Le président, avec l’aide d’Elon Musk et son département de l’Efficacité gouvernementale – le 'Doge' –, démantèle l’administration publique, mène une guerre contre le « wokisme » et sème le chaos dans la diplomatie occidentale. Les électeurs démocrates, toujours pas remis de leur débâcle à la présidentielle, attendent pourtant une réponse forte de leurs élus. Mais Kamala Harris, en dehors de quelques rares apparitions, reste aux abonnés absents. De même pour l’ancien président, Joe Biden. Aucune figure publique ne se distingue pour rassembler et incarner la gauche américaine.
Les élus démocrates n’ont pas mis en place de stratégie commune, contrairement aux élus républicains.

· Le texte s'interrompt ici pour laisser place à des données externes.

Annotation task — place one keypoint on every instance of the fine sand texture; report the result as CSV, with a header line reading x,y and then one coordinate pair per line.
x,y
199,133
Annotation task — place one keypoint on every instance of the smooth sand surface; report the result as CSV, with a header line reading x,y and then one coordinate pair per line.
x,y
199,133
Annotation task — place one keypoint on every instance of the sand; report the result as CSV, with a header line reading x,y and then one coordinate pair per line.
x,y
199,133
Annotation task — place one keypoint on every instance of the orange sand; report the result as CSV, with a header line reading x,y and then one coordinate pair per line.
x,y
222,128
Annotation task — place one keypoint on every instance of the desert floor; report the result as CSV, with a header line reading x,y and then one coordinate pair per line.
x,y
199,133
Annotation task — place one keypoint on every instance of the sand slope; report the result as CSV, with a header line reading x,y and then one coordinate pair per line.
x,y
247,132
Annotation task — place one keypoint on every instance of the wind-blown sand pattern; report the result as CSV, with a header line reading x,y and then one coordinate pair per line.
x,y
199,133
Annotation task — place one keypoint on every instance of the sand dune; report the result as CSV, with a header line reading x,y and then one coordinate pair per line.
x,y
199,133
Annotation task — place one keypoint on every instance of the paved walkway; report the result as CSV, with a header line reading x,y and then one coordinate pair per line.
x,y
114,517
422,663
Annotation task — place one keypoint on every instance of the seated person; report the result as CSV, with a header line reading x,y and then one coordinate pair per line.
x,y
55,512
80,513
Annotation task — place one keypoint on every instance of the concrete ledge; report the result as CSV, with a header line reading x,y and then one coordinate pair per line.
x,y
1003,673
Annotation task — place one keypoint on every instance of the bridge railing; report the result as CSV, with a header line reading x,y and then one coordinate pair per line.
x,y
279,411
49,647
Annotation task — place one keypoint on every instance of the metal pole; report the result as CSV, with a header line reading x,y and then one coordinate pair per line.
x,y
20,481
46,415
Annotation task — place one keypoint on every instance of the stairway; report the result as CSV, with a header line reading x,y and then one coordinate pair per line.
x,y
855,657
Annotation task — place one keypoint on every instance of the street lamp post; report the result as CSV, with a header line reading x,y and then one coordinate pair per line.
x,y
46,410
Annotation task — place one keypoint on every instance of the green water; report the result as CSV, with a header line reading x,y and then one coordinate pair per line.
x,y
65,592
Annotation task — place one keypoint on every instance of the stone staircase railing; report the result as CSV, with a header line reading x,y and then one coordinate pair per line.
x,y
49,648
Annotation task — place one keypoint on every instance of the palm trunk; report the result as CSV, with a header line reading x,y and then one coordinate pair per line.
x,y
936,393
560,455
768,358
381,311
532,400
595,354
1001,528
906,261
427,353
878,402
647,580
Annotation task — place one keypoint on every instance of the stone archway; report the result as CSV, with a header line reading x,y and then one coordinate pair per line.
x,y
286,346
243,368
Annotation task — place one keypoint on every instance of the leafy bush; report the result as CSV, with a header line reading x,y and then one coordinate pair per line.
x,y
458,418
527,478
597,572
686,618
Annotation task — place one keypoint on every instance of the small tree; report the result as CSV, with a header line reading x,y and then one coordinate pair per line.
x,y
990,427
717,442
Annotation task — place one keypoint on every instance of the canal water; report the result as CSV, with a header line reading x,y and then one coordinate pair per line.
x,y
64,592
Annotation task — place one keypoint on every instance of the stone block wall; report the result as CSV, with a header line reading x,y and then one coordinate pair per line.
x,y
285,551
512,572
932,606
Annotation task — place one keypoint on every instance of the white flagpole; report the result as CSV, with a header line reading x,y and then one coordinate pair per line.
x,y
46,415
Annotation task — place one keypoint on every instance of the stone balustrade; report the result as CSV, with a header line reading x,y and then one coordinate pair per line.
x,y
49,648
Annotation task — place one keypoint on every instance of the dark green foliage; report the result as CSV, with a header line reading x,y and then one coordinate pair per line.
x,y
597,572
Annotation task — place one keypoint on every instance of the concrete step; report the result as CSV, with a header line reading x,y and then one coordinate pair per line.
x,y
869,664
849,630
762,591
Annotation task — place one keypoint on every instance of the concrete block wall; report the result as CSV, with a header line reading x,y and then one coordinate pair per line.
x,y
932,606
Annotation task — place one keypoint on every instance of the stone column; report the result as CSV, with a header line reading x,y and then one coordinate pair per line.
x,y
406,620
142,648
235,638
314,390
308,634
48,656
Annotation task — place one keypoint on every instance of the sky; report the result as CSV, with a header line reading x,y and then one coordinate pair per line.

Certes, les marges de manœuvre des Démocrates sont limitées. Ils disposent d’une minorité d’élus à la Chambre des représentants (214 contre 218 Républicains, avec 3 sièges vacants) comme au Sénat (les Démocrates ont 45 sièges, contre 53 pour les Républicains, avec deux sièges pour des élus indépendants.). Mais les élus démocrates n’ont pas mis en place de stratégie commune, contrairement aux élus républicains.
À quelques exceptions près, lors du mandat de Joe Biden, ces derniers étaient unis derrière Donald Trump. Même lorsqu’ils étaient en minorité, ils ont fait tout ce qu’ils pouvaient pour mettre des bâtons dans les roues au processus législatif du président démocrate. Certains Démocrates adoptent même une attitude inverse, comptant bien laisser Donald Trump mettre en place ses politiques afin que les Républicains assument seuls les conséquences de leurs décisions auprès de leurs électeurs.